International Centre for Earth Tides
Centre International des Marées Terrestres
for the period
B.Ducarme, ICET Director

The staff of ICET, which is completely supported by the Royal Observatory of Belgium, is composed as follows:

Prof. B.Ducarme, Director(part time)

Dr. O.Francis, Vice-Director(part time, until November 1998)

Mrs. L.Vandercoilden, technician(full time)

Mr. M.Hendrickx, technician(part time)

The Royal Observatory of Belgium is hosting ICET since 1958 and continues to provides numerous administrative and scientific facilities especially for the publication of the " Bulletin d’Information des Marées Terrestres" and for the tidal data processing.

In November 1998 Dr. O. Francis decided to resign his position of Vice-Director for personal reasons.

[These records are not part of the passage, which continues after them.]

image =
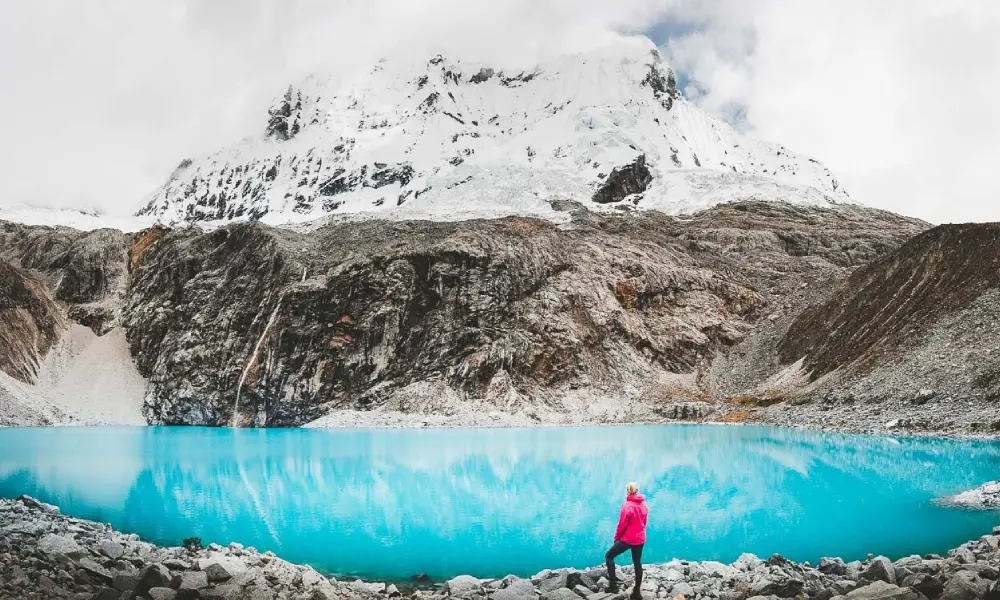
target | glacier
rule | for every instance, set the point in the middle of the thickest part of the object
(447, 140)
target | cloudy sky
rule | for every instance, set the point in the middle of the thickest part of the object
(101, 99)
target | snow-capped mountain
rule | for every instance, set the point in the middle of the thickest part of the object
(447, 140)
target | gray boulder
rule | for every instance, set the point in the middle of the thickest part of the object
(224, 592)
(151, 577)
(747, 562)
(555, 581)
(566, 594)
(111, 549)
(193, 580)
(965, 585)
(575, 579)
(522, 589)
(55, 545)
(880, 590)
(832, 566)
(925, 583)
(222, 568)
(96, 570)
(880, 569)
(776, 584)
(462, 585)
(161, 594)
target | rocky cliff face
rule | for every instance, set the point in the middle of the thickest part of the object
(438, 138)
(604, 318)
(908, 342)
(260, 326)
(30, 323)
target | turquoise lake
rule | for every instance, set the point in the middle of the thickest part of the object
(389, 504)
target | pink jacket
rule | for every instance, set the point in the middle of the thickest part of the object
(632, 522)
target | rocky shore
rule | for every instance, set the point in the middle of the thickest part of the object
(45, 554)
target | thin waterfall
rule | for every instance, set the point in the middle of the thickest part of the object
(253, 358)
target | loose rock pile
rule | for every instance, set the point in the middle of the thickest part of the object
(44, 554)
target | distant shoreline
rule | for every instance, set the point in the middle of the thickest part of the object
(51, 552)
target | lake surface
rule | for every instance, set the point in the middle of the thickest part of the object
(392, 503)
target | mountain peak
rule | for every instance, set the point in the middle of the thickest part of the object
(445, 139)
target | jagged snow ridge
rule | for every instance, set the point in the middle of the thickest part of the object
(84, 220)
(448, 140)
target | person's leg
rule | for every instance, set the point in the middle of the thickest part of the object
(637, 563)
(609, 559)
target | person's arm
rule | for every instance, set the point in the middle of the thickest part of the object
(622, 523)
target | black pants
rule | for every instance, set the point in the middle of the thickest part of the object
(619, 548)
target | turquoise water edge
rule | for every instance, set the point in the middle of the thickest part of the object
(388, 504)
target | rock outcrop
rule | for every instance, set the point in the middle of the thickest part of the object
(254, 325)
(30, 323)
(44, 554)
(624, 181)
(907, 343)
(606, 319)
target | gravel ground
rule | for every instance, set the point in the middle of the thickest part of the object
(44, 554)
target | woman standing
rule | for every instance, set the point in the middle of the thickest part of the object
(630, 535)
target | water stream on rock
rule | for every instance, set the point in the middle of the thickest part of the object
(389, 504)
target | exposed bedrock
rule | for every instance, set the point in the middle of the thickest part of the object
(516, 313)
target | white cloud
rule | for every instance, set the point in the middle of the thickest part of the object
(898, 98)
(102, 99)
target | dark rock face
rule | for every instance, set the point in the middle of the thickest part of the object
(632, 178)
(886, 304)
(86, 270)
(30, 323)
(354, 315)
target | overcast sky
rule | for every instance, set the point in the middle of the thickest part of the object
(901, 99)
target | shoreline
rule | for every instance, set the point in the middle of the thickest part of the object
(45, 554)
(811, 427)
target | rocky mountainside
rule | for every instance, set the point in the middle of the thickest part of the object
(45, 554)
(443, 139)
(909, 341)
(516, 320)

1. Previously assigned scientific goals

Quoting Prof. P.Melchior last report as ICET Director in 1995 we can summarise the tasks ascribed to ICET since 1958 as follows:

- as World Data Centre C, to collect all available measurements on Earth tides;

- to evaluate these data by convenient methods of analysis in order to reduce the very large amount of measurements to a limited number of parameters which should contain all the desired and needed geophysical information;

- to compare the data from different instruments and different stations distributed all over the world, evaluate their precision and accuracy from the point of view of internal errors as well as external errors;

- to help solving the basic problem of calibration by organising reference stations or realising calibration devices;

- to fill gaps in information and data;

- to build a data bank allowing immediate and easy comparison of earth tides parameters with different Earth models and other geodetic and geophysical parameters ;

-to ensure a broad diffusion of the results and information to all interested laboratories and individual scientists.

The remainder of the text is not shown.